15
Jun
07

JERUSALEM — The diary of a 14-year-old Jewish girl dubbed the “Polish Anne Frank” was unveiled on Monday, chronicling the horrors she witnessed in a Jewish ghetto _ at one point watching a Nazi soldier tear a Jewish baby away from his mother and kill him with his bare hands….Read the rest of this story here…

Rutka Laskier’s story is extraordinary and extremely horrific; while I am glad that this young girl’s plight has finally come to light, I cannot help but be a little agitated by the press spin. “The Polish Anne Frank” has been the hook for most of the links to this story. Indeed it seems that the only report on this is the AP story. What troubles me is that the AP feels in order to get people interested they have to have a “hook.” My first thought when reading that “hook” was Laskier is NOT the “Polish Anne Frank.” While it is true that she was a 14 year old Jewish girl who kept a journal of her experiences during the early WWII years, the similarities seem to end there. (Although, I cannot say that definitely because there only seems to be one article about this find and it doesn’t mention even if there are plans to publish the 60 page memento to the public.) I do not understand why we must filter Laskier’s story through that of Frank. Is not Laskier (and indeed Frank) her own person. She is not the “Polish Anne Frank.” She is Rutka Laskier, a girl who will perpetually live in the miseries of her all too brief adolescence. It is disrespectful to both girls to compare them in such a way. While there are no doubt similarities, it seems shamefully trite to say they were any more alike than young girls who kept a diary (in Laskier’s case a 60 page notebook) during an era of history that haunts us.

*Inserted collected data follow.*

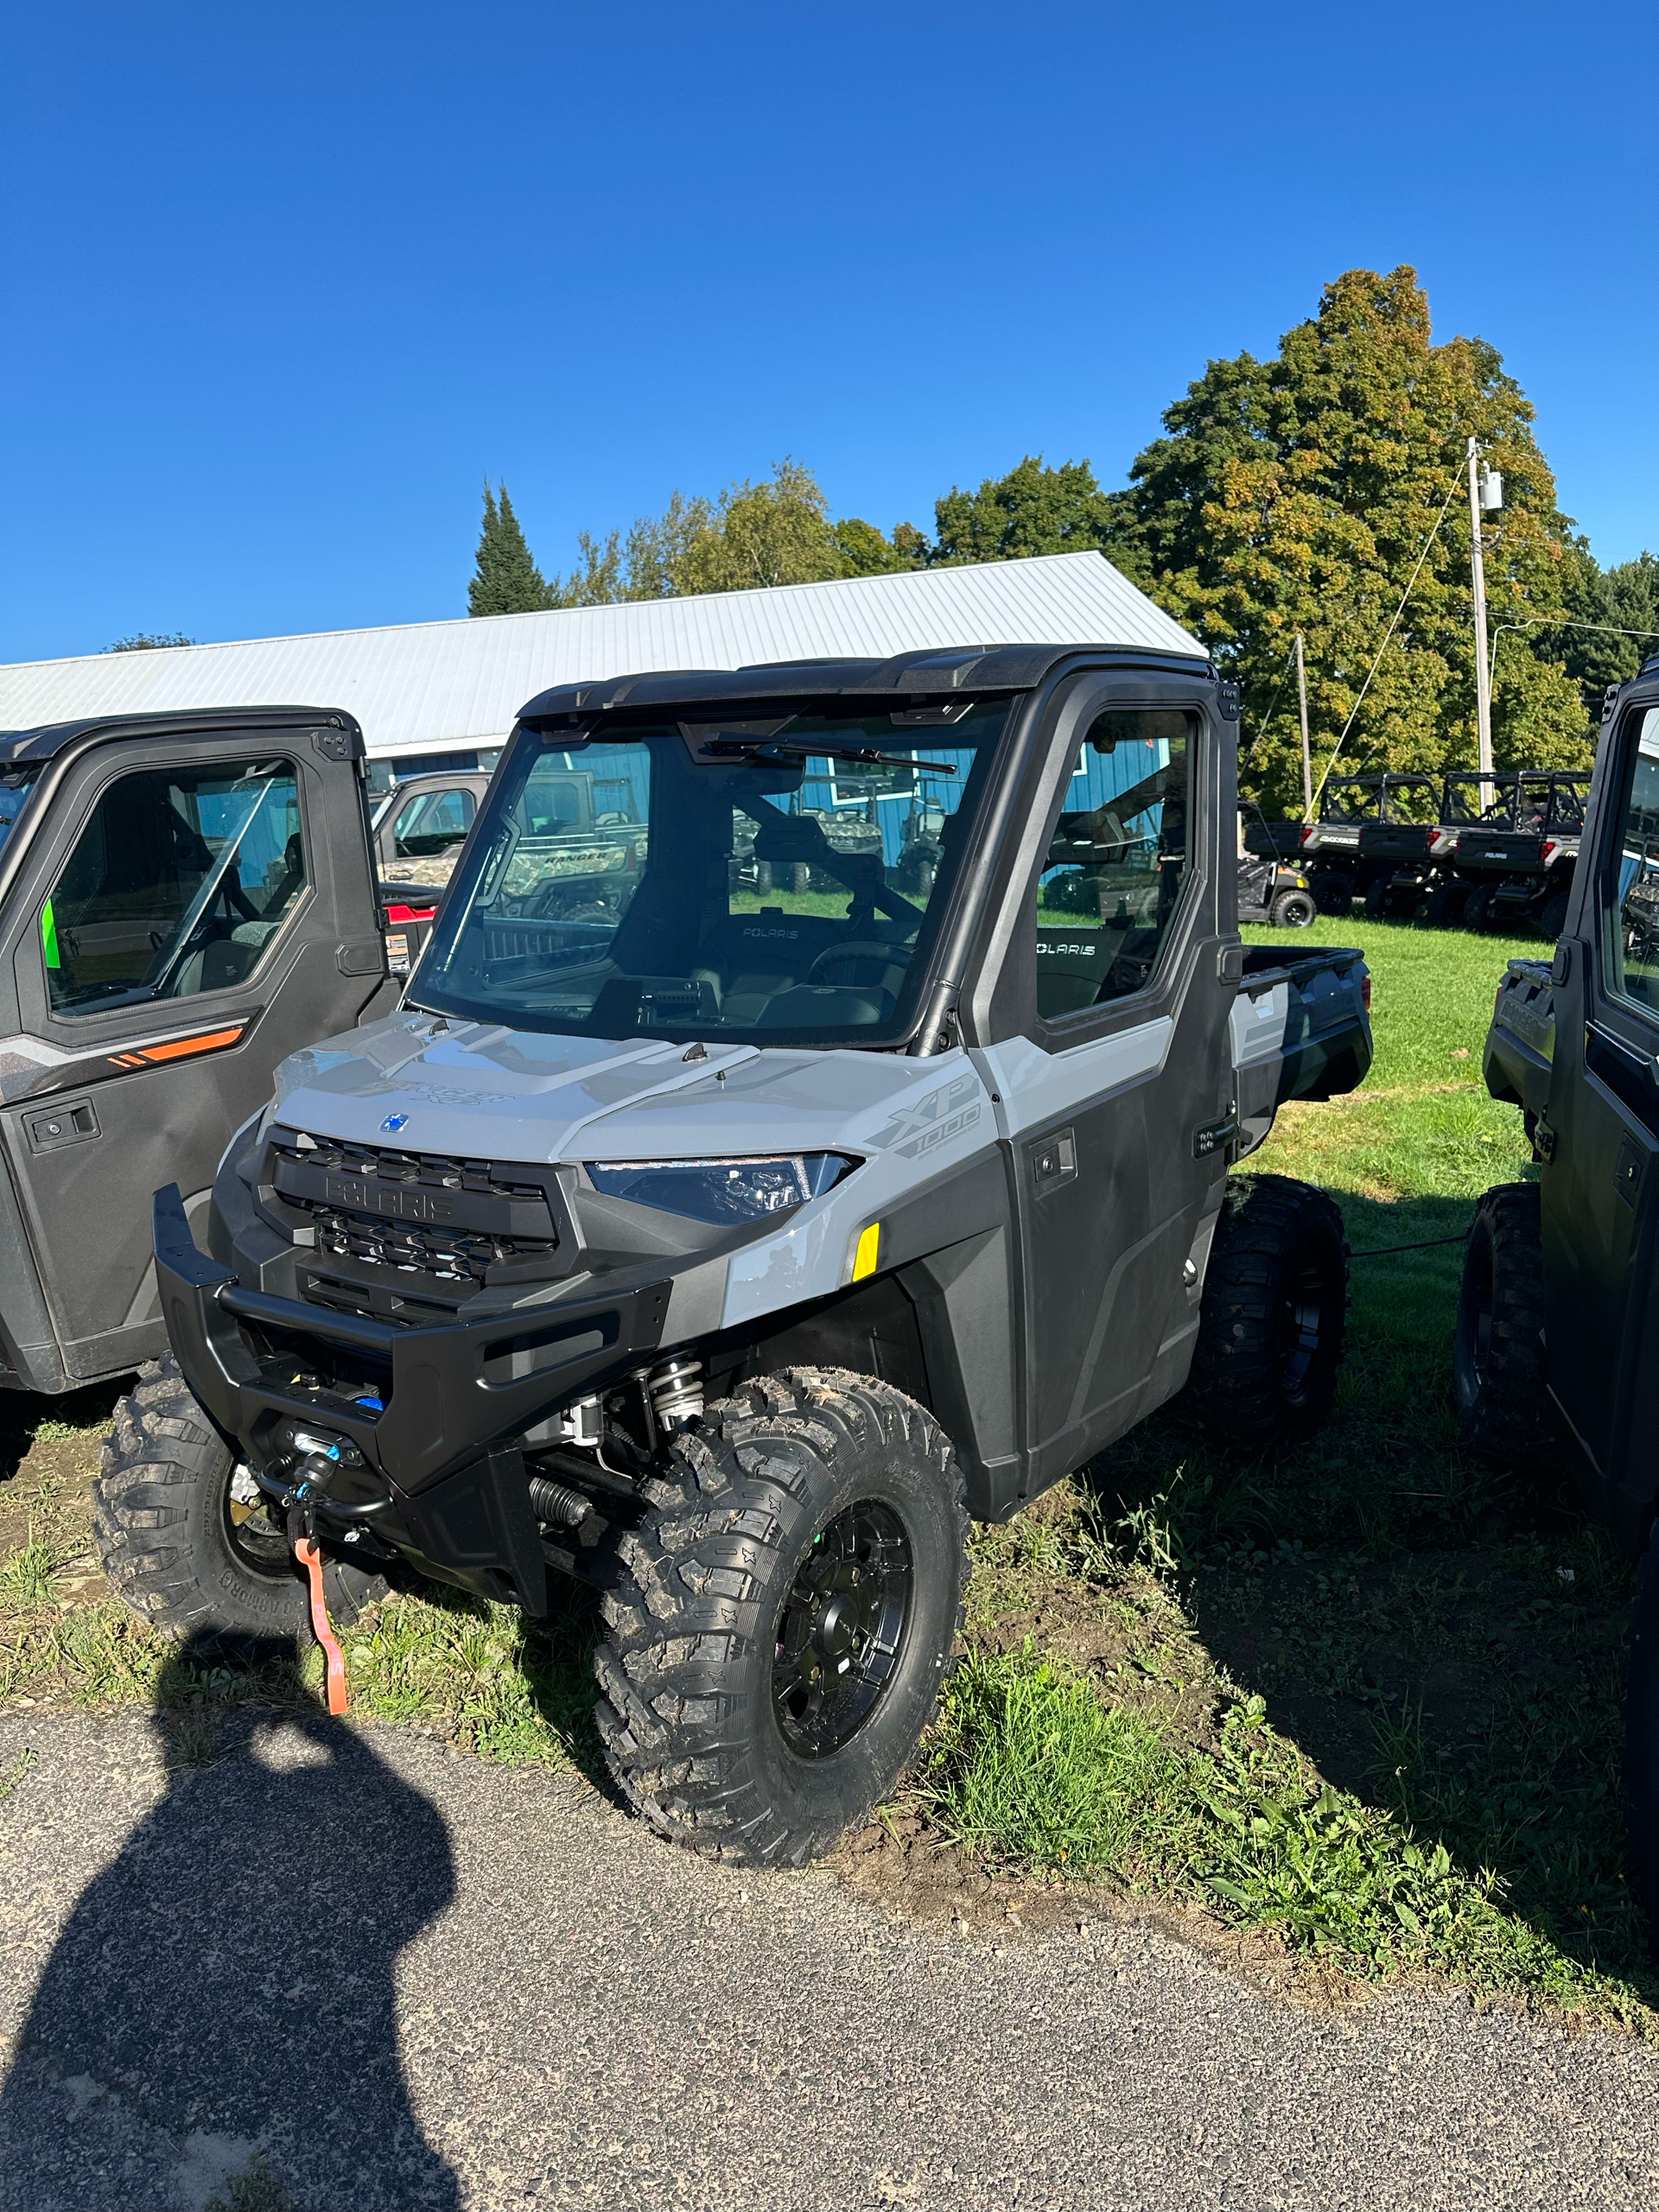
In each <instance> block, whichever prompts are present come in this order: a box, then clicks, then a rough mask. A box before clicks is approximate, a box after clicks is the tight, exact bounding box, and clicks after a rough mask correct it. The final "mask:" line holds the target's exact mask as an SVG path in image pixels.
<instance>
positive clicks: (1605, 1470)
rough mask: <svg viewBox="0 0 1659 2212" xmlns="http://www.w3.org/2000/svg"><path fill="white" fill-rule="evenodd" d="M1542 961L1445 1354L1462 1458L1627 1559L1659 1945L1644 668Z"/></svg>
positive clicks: (1632, 1822)
mask: <svg viewBox="0 0 1659 2212" xmlns="http://www.w3.org/2000/svg"><path fill="white" fill-rule="evenodd" d="M1566 898H1568V907H1566V922H1564V929H1562V936H1559V942H1557V947H1555V958H1553V960H1511V962H1509V969H1506V973H1504V978H1502V982H1500V987H1498V1002H1495V1009H1493V1022H1491V1031H1489V1033H1486V1053H1484V1071H1486V1088H1489V1091H1491V1095H1493V1097H1498V1099H1509V1102H1513V1104H1515V1106H1520V1108H1522V1113H1524V1119H1526V1135H1528V1137H1531V1141H1533V1157H1535V1161H1537V1181H1535V1183H1502V1186H1500V1188H1495V1190H1489V1192H1486V1194H1484V1199H1482V1201H1480V1210H1478V1214H1475V1223H1473V1230H1471V1232H1469V1254H1467V1261H1464V1276H1462V1296H1460V1307H1458V1336H1455V1383H1458V1405H1460V1413H1462V1433H1464V1442H1467V1444H1471V1447H1473V1449H1475V1451H1482V1453H1486V1455H1489V1458H1493V1460H1500V1462H1506V1464H1511V1467H1531V1469H1559V1467H1562V1464H1566V1467H1568V1469H1571V1471H1573V1473H1575V1478H1577V1486H1579V1495H1582V1502H1584V1506H1586V1509H1588V1511H1590V1513H1595V1515H1597V1517H1599V1520H1604V1522H1606V1524H1608V1526H1610V1528H1613V1531H1615V1535H1617V1537H1619V1540H1621V1542H1624V1544H1626V1546H1628V1551H1630V1553H1632V1555H1639V1557H1641V1573H1639V1579H1637V1608H1635V1621H1632V1646H1630V1674H1628V1694H1626V1723H1628V1743H1626V1790H1628V1803H1630V1823H1632V1840H1635V1867H1637V1878H1639V1882H1641V1893H1644V1902H1646V1907H1648V1916H1650V1922H1652V1927H1655V1931H1659V1548H1657V1546H1659V1537H1657V1535H1655V1531H1657V1528H1659V1453H1655V1431H1657V1429H1659V1356H1655V1354H1657V1349H1659V1347H1657V1343H1655V1332H1657V1329H1659V1298H1655V1270H1659V1250H1657V1248H1655V1223H1659V659H1655V661H1650V664H1648V666H1646V668H1644V672H1641V675H1639V677H1637V679H1635V681H1632V684H1626V686H1624V688H1621V690H1610V692H1608V699H1606V708H1604V719H1601V745H1599V752H1597V761H1595V779H1593V783H1590V799H1588V814H1586V821H1584V834H1582V847H1579V854H1577V865H1575V872H1573V887H1571V891H1568V894H1566Z"/></svg>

Laskier seems petulantly more pessimistic than Frank, in the small excerpts available to the public online. She also seems, if possible, more stark in her evaluations. She refers to herself as “an animal waiting to die” at one point, putting any doubt to the idea she was unaware of her fate or the fate of those around her. She lived miles from Auschwitz and it was here where her short life ended. Laskier, it seems, held no illusions about where her destiny was leading. She speaks of the atrocities that others had endured in the labor camps, and even calls Auschwitz by name. It seems obvious she had no misapprehension of what was happening there. In this regard, Frank was painfully at a disadvantage. While her diary is no doubt a relevant piece of history, and a psychological study of adolescence (and even into the mind of a budding writer) her optimism is painful at times, knowing what was to later transpire. We want to believe that Frank will be alright in the end, to see her and Peter Van Pels (Van Daan) able to explore the feelings they felt, as were other teens at that age and in that time. Caught up in her feelings, her hopes, we hope she will escape the horror encasing on her. There are no hints of that same hope in Laskier’s diary. She flits between adolescent fantasy and outright rage and shock. She doesn’t even maintain her notebook until the end. What causes her to give up writing is anyone’s guess. Although, her stark observations seem to indicate she gave up all together. We can only hope more comes to light. Frank also had the foresight to edit and recopy her diary herself. We could look upon this as a bit of a filter for our eyes. Laskier’s passion is harsh and unsorted, as raw as Frank’s account is poetic.
While I appreciate and admire Anne Frank, comparing another account to her own, to the point of omitting that girl’s name, seems wrong to me. Anne Frank is Anne Frank and Rutka Laskier is Rutka Laskier. I wish our society could see that individualism didn’t start with the modern age.